The Agent That Retried Its Way Past Your Rate Limit

May 23, 2026 · 10 min read

Software Engineer

Your gateway enforces a clean 100 requests per second per tenant. The dashboard shows every tenant comfortably under that ceiling. The bill from your model provider says you blew through the spend cap anyway. Nobody on the rollout call has a clean story for why.

The answer is that the rate limiter and the bill are measuring different things. The limiter sees one "user request" when a customer clicks a button. The provider sees a planner call, three tool-result reflections, a format-correction retry triggered by a stricter JSON schema, and a final synthesis — each with its own internal retry budget that fires when a transient 429 or 500 comes back. A single click can fan out into thirty model calls. The limiter counts one. The bucket leaks at thirty times the rate it was sized for.
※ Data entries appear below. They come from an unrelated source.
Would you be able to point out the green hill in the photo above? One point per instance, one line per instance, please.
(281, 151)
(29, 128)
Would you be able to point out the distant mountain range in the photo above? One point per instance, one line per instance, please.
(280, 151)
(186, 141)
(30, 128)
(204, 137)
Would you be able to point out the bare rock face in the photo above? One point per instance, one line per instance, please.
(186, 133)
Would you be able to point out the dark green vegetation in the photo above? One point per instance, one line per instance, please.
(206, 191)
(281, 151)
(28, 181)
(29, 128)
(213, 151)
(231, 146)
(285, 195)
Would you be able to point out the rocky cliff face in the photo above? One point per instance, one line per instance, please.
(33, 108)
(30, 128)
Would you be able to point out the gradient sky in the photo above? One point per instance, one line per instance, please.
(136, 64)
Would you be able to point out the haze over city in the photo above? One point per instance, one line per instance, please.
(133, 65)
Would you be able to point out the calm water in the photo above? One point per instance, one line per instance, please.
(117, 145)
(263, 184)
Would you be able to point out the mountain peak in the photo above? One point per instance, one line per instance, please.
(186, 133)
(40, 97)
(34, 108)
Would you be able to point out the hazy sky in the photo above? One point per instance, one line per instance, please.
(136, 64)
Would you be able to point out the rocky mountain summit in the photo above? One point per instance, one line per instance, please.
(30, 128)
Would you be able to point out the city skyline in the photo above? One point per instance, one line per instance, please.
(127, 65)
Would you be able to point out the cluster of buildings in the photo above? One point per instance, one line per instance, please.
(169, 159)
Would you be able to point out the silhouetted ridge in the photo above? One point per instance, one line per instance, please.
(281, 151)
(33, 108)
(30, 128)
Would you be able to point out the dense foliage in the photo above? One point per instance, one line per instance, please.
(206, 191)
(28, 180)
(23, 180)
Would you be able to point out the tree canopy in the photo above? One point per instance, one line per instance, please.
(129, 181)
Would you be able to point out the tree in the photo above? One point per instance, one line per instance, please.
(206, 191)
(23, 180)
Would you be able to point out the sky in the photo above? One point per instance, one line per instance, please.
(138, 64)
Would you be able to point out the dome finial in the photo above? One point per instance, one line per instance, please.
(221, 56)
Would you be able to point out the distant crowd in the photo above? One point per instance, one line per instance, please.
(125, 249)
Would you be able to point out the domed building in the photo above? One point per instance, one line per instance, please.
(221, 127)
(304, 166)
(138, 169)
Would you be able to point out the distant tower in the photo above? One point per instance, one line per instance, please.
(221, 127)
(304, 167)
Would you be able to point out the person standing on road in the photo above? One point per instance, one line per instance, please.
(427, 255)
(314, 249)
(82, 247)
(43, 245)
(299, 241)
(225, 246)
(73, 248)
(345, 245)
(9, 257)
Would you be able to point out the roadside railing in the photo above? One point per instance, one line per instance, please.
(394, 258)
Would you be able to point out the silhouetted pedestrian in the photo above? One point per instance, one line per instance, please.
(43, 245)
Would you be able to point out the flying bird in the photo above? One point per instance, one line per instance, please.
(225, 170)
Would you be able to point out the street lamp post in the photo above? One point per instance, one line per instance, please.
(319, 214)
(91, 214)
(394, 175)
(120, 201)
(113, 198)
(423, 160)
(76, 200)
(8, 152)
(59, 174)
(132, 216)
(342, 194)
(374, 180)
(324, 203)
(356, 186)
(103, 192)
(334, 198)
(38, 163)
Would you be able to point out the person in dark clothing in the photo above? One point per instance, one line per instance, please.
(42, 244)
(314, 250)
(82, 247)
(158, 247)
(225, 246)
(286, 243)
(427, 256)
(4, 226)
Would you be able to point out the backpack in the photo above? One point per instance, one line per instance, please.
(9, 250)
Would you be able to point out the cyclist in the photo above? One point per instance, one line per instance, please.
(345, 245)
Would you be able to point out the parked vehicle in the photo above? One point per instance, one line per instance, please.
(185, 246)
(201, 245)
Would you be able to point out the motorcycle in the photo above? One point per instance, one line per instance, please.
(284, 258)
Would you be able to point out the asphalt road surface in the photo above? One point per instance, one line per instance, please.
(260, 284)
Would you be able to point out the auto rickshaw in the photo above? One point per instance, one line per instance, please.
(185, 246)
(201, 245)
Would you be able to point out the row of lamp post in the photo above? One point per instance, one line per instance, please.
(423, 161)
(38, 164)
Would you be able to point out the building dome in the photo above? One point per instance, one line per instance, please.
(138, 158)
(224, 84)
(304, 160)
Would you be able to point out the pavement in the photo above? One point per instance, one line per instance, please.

Rate-limiting an agentic system at the HTTP boundary is enforcing speed limits at the highway entrance while the cars inside multiply. Until the limiter understands the loop, the loop will route around it.

The Accounting Gap Between User-Facing And Provider-Facing Calls

Classical web rate limiting has a tidy invariant: one HTTP request from the user equals roughly one unit of backend work. The token bucket is sized against that invariant, the dashboards are built around it, and the on-call runbook trusts it.

Agentic workflows break the invariant on purpose. The orchestrator's whole job is to fan a single user intent out into many model calls — planning, retrieval, tool use, reflection, format correction, synthesis. Recent analyses put the typical amplification factor at 10 to 100 model calls per user-facing request, with autonomous coding agents and deep-research loops sitting at the high end of that range. At fifty reasoning steps, the per-request cost multiplier can exceed thirty times the equivalent single-shot completion.

The gap shows up in two places. On the cost side, your FinOps dashboard is summing dollars across millions of provider calls while your product dashboard is summing requests across thousands of user clicks. The two graphs diverge silently for weeks. On the reliability side, your gateway's rate-limit budget is sized against the user-click count, not the model-call count. When traffic spikes thirty percent on the click graph, the model-call graph spikes nine hundred percent, and the provider's rate limiter — which is the one that actually decides whether your tenants get service — fires far before yours does.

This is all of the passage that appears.